Two private showings are set for the film, one in Kelowna at the Grand 10 on July 15 (tickets on sale July 9 at 6 p.m.), and an already sold-out showing in West Kelowna at the Xtreme 8 on July 17.
The film is garnering a lot of attention from both pro-life and pro-choice groups, resulting in cancellations of the movie across the country.
Cineplex showing the movie in 14 of its 164 theatres and Landmark is showing it in seven.
Salmon Arm’s Salmar Theatre pulled its five-day run of the film after allegedly receiving threats to its staff.
“We have a track record of showing things from a variety of points of view… we try not to preclude things because of whatever personal opinions may exist on our board or something like that,” explained Salmar Community Association board member Chris Papworth. “What’s different here… certainly, in the past, there hasn’t been an effort to dox employees or, specifically, the general manager, by releasing their personal information on social media and then encouraging people to go after them as the one responsible for some heinous act.
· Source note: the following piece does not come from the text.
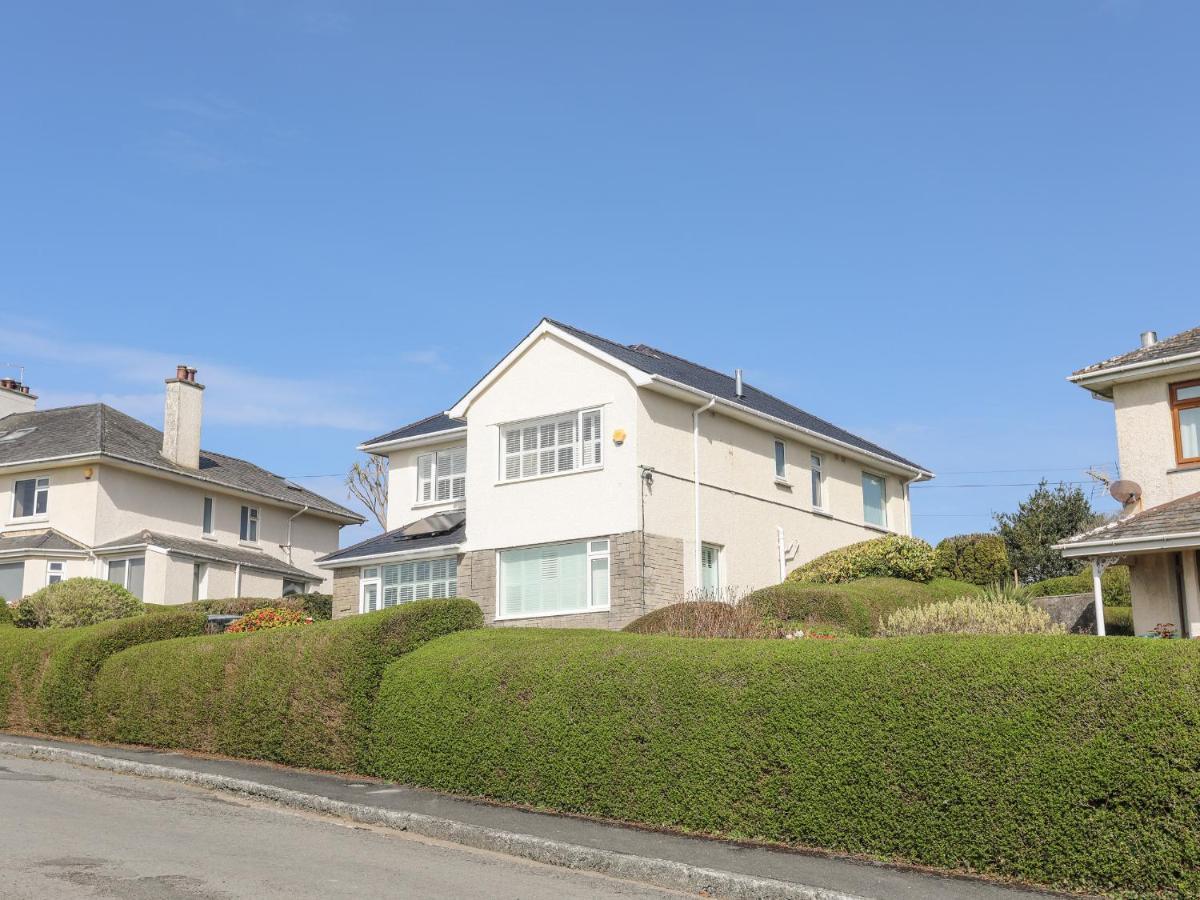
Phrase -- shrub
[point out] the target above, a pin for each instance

“We just aren’t prepared for those levels of hostility towards our general manager.”
Landmark Cinemas Canada had initially planned on showing the movie for a five-day run in 10 of its theatres across the country but scaled back to just seven.
“There’s a lot of vocal voices on this issue,” said Bill Walker, CEO of Landmark Cinemas Canada. “We certainly heard from many of those and are having conversations with some. We’re trying to support people who are really passionate about the content and want to see the movie—and through these private rentals, they can do that.
Walker admits that these private screenings are a little different than the usual process in which an organized group that commits to buying a certain amount of tickets for a private screening to just that group.
“Typically, those tickets would not be resold. In this particular venue, we’re not going to stop them from selling the tickets to the audience they’re connected with who want to see the film. In this case, the Right to Life Society in Kelowna is promoting those showtimes for people who want to come to see the movie. The public will, in this case, certainly be aware that the show is going on.
“I’ve been working in the movie industry for eight years, and I’ve never seen a movie quite like this.”
Walker added that he hopes patrons of the theatre can leave the politics out of what should be just another night out to the movies; not a place for a heated argument.
“My hope is that as a public we realize its a theatre and this issue won’t be debated among movie-goers,” Walker said. “For the one screen that’s playing [Unplanned], which people chose to come to see and enjoy their movie experience, there are nine other auditoriums that are just families going to see Spiderman. We’re not trying to be a venue for political debate.”